Since the multicomponent model is always preferred, one might wonder why single component models are used at all. The reason is simple and straightforward. Single component models are much easier to develop, generally run faster, and often are more reliable than multicomponent models. Additionally, there are several publicly available compilations of pure component properties. Reid, Prausnitz, and Poling , Yaws , and The Center for Chemical Process Safety (CCPS)  have developed and provided to the public at reasonable cost, very complete sets of equations and constants for the calculation of pure component thermophysical properties.

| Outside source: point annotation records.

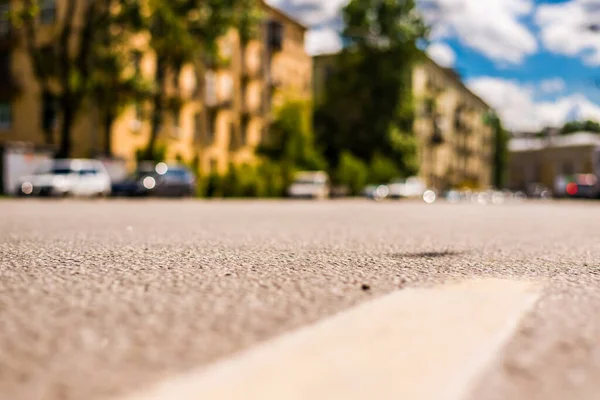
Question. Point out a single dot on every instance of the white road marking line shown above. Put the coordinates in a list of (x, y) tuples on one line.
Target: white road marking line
[(414, 344)]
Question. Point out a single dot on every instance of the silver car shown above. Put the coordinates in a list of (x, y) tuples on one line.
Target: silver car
[(67, 177)]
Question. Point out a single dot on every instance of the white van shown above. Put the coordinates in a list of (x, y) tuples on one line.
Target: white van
[(68, 177), (314, 185)]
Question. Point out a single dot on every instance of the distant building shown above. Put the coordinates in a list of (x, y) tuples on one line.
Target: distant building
[(226, 108), (455, 145), (543, 160)]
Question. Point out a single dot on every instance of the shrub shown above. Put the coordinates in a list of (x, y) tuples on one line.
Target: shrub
[(382, 170)]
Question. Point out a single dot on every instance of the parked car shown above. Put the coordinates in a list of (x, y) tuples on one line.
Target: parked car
[(577, 186), (314, 185), (407, 188), (162, 180), (376, 192), (67, 177), (538, 191)]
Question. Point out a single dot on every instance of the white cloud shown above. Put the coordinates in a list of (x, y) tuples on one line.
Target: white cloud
[(519, 111), (554, 85), (564, 29), (491, 27), (442, 54)]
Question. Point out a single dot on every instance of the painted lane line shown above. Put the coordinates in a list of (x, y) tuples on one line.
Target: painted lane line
[(417, 344)]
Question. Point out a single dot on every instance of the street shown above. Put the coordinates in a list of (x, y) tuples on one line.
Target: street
[(100, 299)]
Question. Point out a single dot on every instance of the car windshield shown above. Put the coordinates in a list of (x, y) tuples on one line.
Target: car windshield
[(142, 174), (54, 171), (308, 181)]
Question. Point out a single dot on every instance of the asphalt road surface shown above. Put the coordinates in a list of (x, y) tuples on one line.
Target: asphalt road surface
[(100, 299)]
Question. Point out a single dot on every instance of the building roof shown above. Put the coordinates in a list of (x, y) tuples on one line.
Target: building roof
[(284, 15), (578, 139), (448, 72), (455, 77)]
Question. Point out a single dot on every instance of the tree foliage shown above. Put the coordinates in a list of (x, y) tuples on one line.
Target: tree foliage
[(65, 53), (367, 109), (291, 138)]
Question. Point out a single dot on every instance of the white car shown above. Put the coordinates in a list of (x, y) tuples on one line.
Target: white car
[(410, 188), (314, 185), (67, 177)]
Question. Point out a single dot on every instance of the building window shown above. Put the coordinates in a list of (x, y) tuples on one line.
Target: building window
[(48, 11), (5, 115), (210, 85), (275, 36), (244, 127), (49, 112), (211, 126), (136, 59), (5, 69), (4, 22), (198, 121)]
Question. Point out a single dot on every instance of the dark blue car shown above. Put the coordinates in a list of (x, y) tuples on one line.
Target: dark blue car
[(162, 180)]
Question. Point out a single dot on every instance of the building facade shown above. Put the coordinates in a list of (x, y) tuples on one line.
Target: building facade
[(455, 146), (536, 160), (224, 109)]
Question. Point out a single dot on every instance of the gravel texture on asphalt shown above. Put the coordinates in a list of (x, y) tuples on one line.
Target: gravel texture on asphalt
[(98, 298)]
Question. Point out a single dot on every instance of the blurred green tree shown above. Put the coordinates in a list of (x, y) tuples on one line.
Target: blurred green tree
[(67, 69), (351, 172), (368, 105), (290, 141)]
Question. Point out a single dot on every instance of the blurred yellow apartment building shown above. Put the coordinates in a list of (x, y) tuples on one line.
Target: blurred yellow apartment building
[(455, 146), (220, 121)]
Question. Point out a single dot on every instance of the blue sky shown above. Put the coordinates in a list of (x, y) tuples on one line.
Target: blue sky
[(535, 61)]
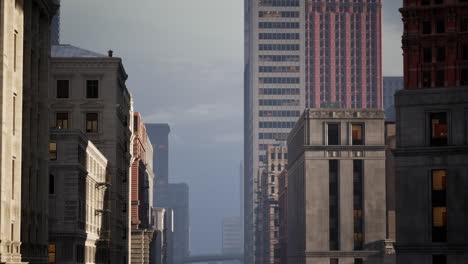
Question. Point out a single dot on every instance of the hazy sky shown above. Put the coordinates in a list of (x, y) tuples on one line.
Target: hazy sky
[(185, 64)]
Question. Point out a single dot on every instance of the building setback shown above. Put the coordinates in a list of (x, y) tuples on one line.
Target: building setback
[(11, 84), (141, 193), (336, 187), (77, 184), (432, 141), (35, 129), (88, 93)]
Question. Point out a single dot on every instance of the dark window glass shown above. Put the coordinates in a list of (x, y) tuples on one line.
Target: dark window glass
[(358, 204), (427, 27), (92, 89), (439, 259), (439, 129), (52, 151), (426, 81), (333, 134), (334, 205), (427, 55), (439, 206), (358, 134), (61, 121), (91, 123), (62, 88)]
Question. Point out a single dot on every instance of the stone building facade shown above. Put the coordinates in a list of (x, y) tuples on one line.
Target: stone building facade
[(432, 140), (35, 128), (141, 193), (77, 184), (88, 93), (336, 187), (11, 85), (267, 215)]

Sadly, no such information is publicly available for the prediction of multicomponent thermophysical properties. The development of such a calculation procedure would greatly aid the consequence modeling community.
- CCPS, Data Compilation Tables of Properties of Pure Compounds. Center for Chemical Process Safety of the American Institute of Chemical Engineers, 345 East 47th Street, New York, New York, 1985.
- Chang, Joseph C., Mark E. Fernau, Joseph S. Scire, and David G. Strimaitis (1998), A Critical Review of Four Types of Air Quality Models Pertinent to MMS Regulatory and Environmental Assessment Missions. Mineral Management Service, Gulf of Mexico OCS Region, U.S. Department of the Interior, New Orleans, November, 1998.
- Reid, R., C., J. M. Prausnitz, and B. E. Poling (1987), The Properties of Gases and Liquids (Fourth Edition). McGraw-Hill Book Company, New York, New York, 1987.
- Yaws, Carl L. (1999), Chemical Properties Handbook. McGraw-Hill Book Company, New York, New York, 1999.